Despertamos con unas vistas de los montes cubiertos de nubes con el lago a sus pies y bajamos a desayunar nuestro primer ‘scottish breakfast’ que consiste de un plato con huevo frito, salchicha de allí, tomate al horno y bacon. Ligerito.
Con el estómago lleno nos despedimos de los dueños y ponemos rumbo al castillo de Eilean Donan, un lugar que se ha utilizado para varias películas como "Los inmortales" . Decidimos no entrar y quedarnos con el paisaje desde fuera por cuestión de tiempo.

Una vez impresionados por las vistas, nos encaminamos a Kinlochleven un pueblo con una corta excursión a las cataratas ‘Grey Mares Waterfalls’. Empiezas desde el pueblo y por el camino pasas por tramos húmedos con barro, unas escaleritas, un puente mientras vas escuchando el sonido del agua cayendo con fuerza. Y de repente se abre ante ti una majestuosa cascada que cae desde muy alto. Y muy verde todo, para variar.

Deshacemos el camino y volvemos al pueblo Kinlochleven para buscar donde comer. Divisamos a lo lejos una terraza con sol y vistas y decidimos comer allí, que tiene buena pinta. Y ahí nos plantamos, en la terraza de un pub, comiendo al sol con vistas al río y las montañas y enamorándonos de Escocia.

De allí vamos a Glencoe, donde ya estuvimos en la primera etapa, pero esta vez es para pasar más tiempo y hacer una excursión de media horita. El camino empieza desde Ballachulish y hay varias rutas de varios colores según la intensidad. Nosotros elegimos la roja que es la básica y seguimos los postes con el color. El camino nos lleva alrededor de un precioso lago con patos y vegetación de todo tipo donde paseamos y paramos en cada embarcadero para observar la belleza del lugar y hacer muchas fotos. En pleno paseo, comienza a llover a la vez que sale el sol. Cosas del clima escocés.

Una vez acabado el camino vamos al pueblo de Glencoe y entramos en una cafetería muy acogedora y nos pedimos un Highland tea y un scone de frutas, que consiste en un pan típico de la zona. Riquísimo.

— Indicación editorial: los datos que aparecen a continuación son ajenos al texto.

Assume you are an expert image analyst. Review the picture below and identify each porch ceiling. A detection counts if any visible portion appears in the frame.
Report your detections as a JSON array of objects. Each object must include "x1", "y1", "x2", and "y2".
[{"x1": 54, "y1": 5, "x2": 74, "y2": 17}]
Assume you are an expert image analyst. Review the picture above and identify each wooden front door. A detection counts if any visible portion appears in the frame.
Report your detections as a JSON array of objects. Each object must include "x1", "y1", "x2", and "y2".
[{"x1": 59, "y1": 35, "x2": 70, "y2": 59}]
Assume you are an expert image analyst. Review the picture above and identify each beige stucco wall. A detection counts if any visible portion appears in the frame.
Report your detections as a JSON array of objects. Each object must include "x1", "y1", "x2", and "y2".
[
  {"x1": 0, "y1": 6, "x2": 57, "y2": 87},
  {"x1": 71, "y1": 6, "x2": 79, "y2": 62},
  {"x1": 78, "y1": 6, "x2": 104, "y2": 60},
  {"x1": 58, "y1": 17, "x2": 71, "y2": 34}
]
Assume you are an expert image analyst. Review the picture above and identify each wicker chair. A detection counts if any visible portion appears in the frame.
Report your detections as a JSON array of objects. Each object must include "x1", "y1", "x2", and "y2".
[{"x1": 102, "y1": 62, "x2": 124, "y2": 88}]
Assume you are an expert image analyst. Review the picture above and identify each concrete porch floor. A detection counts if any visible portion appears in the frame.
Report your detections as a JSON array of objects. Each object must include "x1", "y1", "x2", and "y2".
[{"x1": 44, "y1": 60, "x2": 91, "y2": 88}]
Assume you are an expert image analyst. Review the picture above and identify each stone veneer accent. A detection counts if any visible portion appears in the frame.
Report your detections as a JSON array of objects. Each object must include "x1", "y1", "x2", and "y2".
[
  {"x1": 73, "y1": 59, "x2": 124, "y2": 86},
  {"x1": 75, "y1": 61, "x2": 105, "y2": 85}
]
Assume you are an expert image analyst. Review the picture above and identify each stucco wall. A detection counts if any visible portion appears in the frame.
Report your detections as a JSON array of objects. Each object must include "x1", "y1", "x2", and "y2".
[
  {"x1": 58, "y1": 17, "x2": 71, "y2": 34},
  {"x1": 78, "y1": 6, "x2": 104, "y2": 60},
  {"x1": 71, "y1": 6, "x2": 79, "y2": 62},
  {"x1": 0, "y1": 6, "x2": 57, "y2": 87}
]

Volviendo por la misma carretera que el primer día, nos encontramos de nuevo con las famosas “3 hermanas”, tres enormes montañas que se alzan por el camino. Una cosa característica de esta zona son los mosquitos ‘midges’, unos insectos pequeñísimos que vuelan en grupo y te pican sobretodo en la zona de la cabeza.
Y tras un rato de carretera nos plantamos en nuestro próximo destino, Killin, con sus preciosas cataratas en pleno pueblo y su tenebroso cementerio. Vamos al B&B que hemos reservado, cenamos en The Capercaillie, un restaurante del pueblo donde probamos el típico Haggis, y volvemos a descansar para soñar con castillos, cataratas y montañas.